Regulatory Classification
Surgical gowns are classified as medical devices based on their intended purpose and regulatory framework 1. The French standard EN 13795 specifically defines operating theatre attire, including surgical gowns, as devices "meant to show and having shown its effectiveness in reducing contamination of the operating wound by skin flakes containing infectious agents" 1.

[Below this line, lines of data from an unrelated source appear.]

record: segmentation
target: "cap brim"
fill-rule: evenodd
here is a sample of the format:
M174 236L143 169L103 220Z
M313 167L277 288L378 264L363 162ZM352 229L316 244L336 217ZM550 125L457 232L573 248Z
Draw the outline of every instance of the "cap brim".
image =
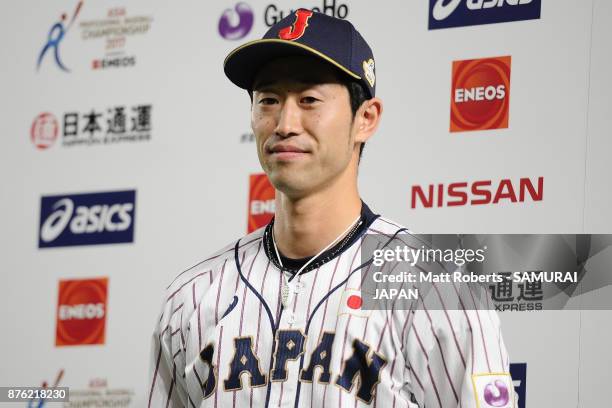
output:
M340 64L333 58L311 48L307 45L274 38L248 42L234 49L225 58L223 69L225 75L237 86L243 89L252 89L255 76L259 69L275 58L291 56L316 56L334 65L347 75L361 79L359 75Z

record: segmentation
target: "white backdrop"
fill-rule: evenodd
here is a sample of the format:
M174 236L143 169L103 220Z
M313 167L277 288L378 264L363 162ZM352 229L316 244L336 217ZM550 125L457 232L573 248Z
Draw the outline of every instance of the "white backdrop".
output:
M385 110L364 152L360 187L375 212L423 233L612 233L609 2L542 0L539 19L437 30L428 29L426 0L247 3L253 27L235 41L218 31L233 1L84 0L58 46L70 72L53 49L38 70L37 59L62 13L68 27L78 0L5 5L0 385L52 383L64 370L60 385L123 390L126 406L145 406L149 336L163 288L246 232L249 176L261 168L244 137L249 98L225 78L222 62L266 31L271 5L285 15L298 6L346 6L372 46ZM91 27L128 26L129 18L133 31L87 38ZM453 61L499 56L511 56L508 128L450 132ZM130 62L92 68L94 60L117 58ZM130 127L132 108L143 105L151 106L149 140L63 144L67 114L79 115L79 137L87 140L84 115L99 113L105 129L109 109L124 107ZM59 130L39 149L31 127L44 112ZM525 177L544 178L542 201L411 208L413 185L496 186ZM136 190L133 243L38 247L43 196L121 190ZM108 278L103 344L56 346L59 281L98 277ZM602 406L612 379L611 317L501 314L512 361L527 363L526 405Z

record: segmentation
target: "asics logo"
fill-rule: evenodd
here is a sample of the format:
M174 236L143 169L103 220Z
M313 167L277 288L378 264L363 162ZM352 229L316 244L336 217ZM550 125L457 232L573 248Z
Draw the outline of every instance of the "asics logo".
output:
M43 196L38 247L134 242L136 190Z
M53 205L54 211L41 226L40 238L54 241L66 228L72 234L125 231L132 224L133 209L133 203L75 207L70 198L64 198Z
M493 7L522 6L531 3L533 0L465 0L466 7L471 10L483 10ZM462 0L436 0L432 15L437 21L447 19L457 10Z

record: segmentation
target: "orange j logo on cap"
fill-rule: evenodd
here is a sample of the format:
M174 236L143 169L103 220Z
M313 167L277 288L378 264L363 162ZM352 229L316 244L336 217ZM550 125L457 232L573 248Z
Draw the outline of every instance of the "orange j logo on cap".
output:
M285 27L278 32L278 38L294 41L304 35L308 27L308 19L312 17L312 11L300 9L295 12L295 22L292 26Z

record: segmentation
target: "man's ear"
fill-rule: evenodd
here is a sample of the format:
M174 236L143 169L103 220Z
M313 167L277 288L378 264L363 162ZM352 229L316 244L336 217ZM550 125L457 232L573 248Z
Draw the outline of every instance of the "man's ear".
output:
M376 132L382 116L383 103L380 98L368 99L355 113L353 126L355 142L365 143Z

Functional Purpose as a Medical Device
Surgical gowns serve a dual protective barrier function that qualifies them as medical devices:
- Patient protection: They prevent transmission of microorganisms from healthcare workers to the surgical site, thereby reducing surgical site infection risk 1
- Healthcare worker protection: They create a barrier against blood-borne pathogens (HIV, hepatitis B and C viruses) and other infectious materials from patients 2, 3, 4
Distinction from Other Product Categories
The evidence clearly differentiates surgical gowns from the other options:
- Not a medicinal product: Surgical gowns do not contain pharmaceutical substances and are not administered for therapeutic purposes 1
- Not a cosmetic product: They have no cosmetic or aesthetic application on the human body 1
- Not a biocidal product: While they may incorporate antimicrobial treatments (such as TiO₂ nanoparticles), their primary function is as a physical barrier device rather than a biocidal agent 2
Performance Standards
Medical device classification is further supported by standardized testing requirements that surgical gowns must meet 5:
- ASTM 1671 viral penetration test for barrier efficacy 2
- Impact penetration (splash) testing 5
- Synthetic blood resistance testing 5
- Viral resistance testing 5
These performance standards are characteristic of medical device regulation rather than other product categories.